Из четырех рассмотренных порядков величия только два первых (патриархальный и научно-технический) обычно ассоциируются с идеей иерархии, поскольку именно в них отношения приоритета «великого», «самого значимого» (grand) и «простого», «незначительного» (petit) принимает форму экстериоризированного подчинения одного лица другому — идет ли речь об авторитете, основанном на доверии к прошлому и традициям, или об уверенности в технической эффективности. Вместе с тем, анализ рыночного и репутационного величия позволяет выявить соответствующие им порядки зависимости, легитимное обоснование справедливости которых связано с определенным общим благом. В свою очередь анализ критики этих порядков обнаруживает потенциальные формы того, как может обличаться то или иное злоупотребление властью. И два влиятельных для Мая 68-го автора (Маркс — в случае рыночного порядка и Дебор — в случае порядка репутации и «мнений») предприняли усилия для разоблачения господства «чувственно-сверх — чувственных вещей» (ein sinnlich "ubersinnliches Ding).

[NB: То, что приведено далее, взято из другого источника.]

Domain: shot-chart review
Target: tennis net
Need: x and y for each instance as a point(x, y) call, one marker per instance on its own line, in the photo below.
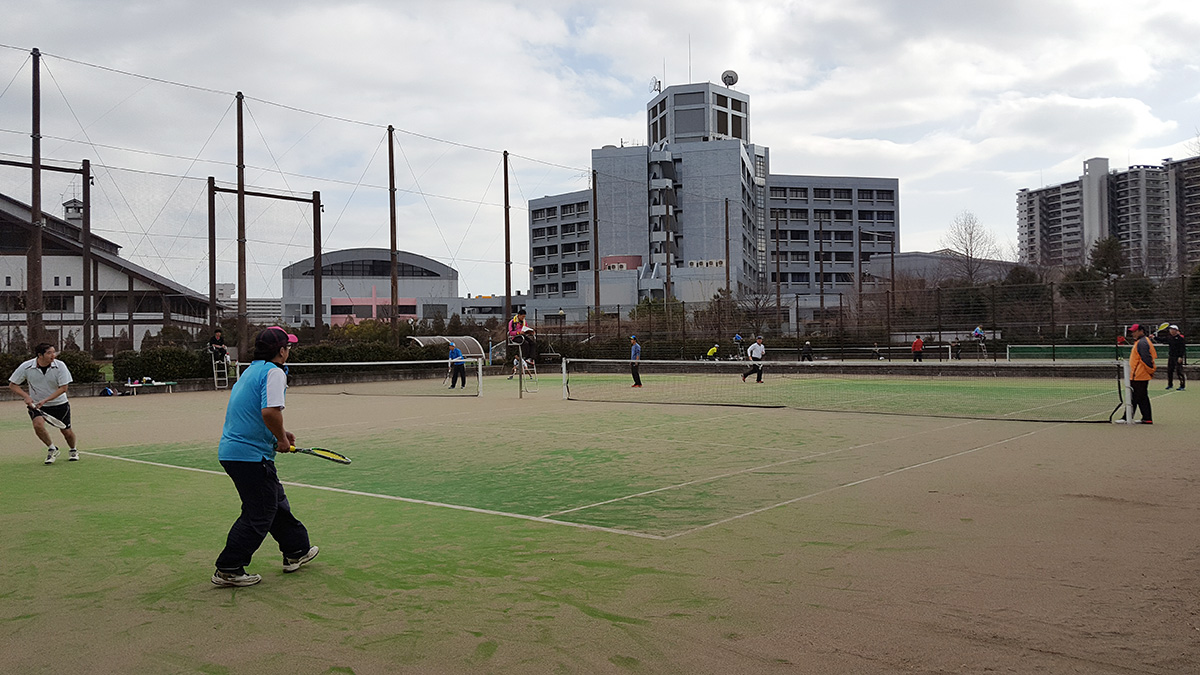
point(959, 389)
point(385, 378)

Рассмотрим теперь два других порядка величия: тот, что связан с гражданским величием (grandeur civique) и с величием вдохновения (grandeur de l’inspiration), которые на первый взгляд так же, как и репутационный и рыночный порядки величия, могут показаться лишенными принципа межличностного соподчинения, хотя и содержат в себе, подобно прочим порядкам, внутреннюю иерархию. В Мае 68-го им была уготована особая судьба: они стали объектом внутренней критики, реактивировавшей и оживившей их изнутри, при том что основания этих порядков не были подвергнуты дискредитации. Критика способствовала утверждению принципа общности человеческой природы, вступившего в противоречие со статусными или статуарными, «застывшими» неравенствами. Она подчеркнула обратимость состояний («простое» может стать «великим», и наоборот), смягчающую напряжение между неравенством величия / ничтожности и равным достоинством в рамках человечества как целого. Приведенный выше лозунг «Любой учитель — ученик. Любой ученик — учитель» выражает не только переворот отношений, но также и равенство возможного доступа [к преимущественной позиции].
Илл. 10.
Гражданское величие не ограничивается величием гражданина как публичного лица: оно характеризует причастность к общему интересу, который может затрагивать и повседневную жизнь. Она принимает форму коллективной солидарности, в потенциале расширяющейся до всего человечества (Boltanski, Th'evenot 1991) и преодолевающей эгоистические устремления в рамках братского союза:
«В новом обществе не должно быть места эгоизму, преклонению перед „я“. Наш путь станет долгой дорогой к братству». [456]
456
«La soci'et'e nouvelle doit ^etre fond'ee sur l’absence de tout 'ego"isme, de toute 'egolatrie. Notre chemin deviendra une longue marche de la fraternit'e».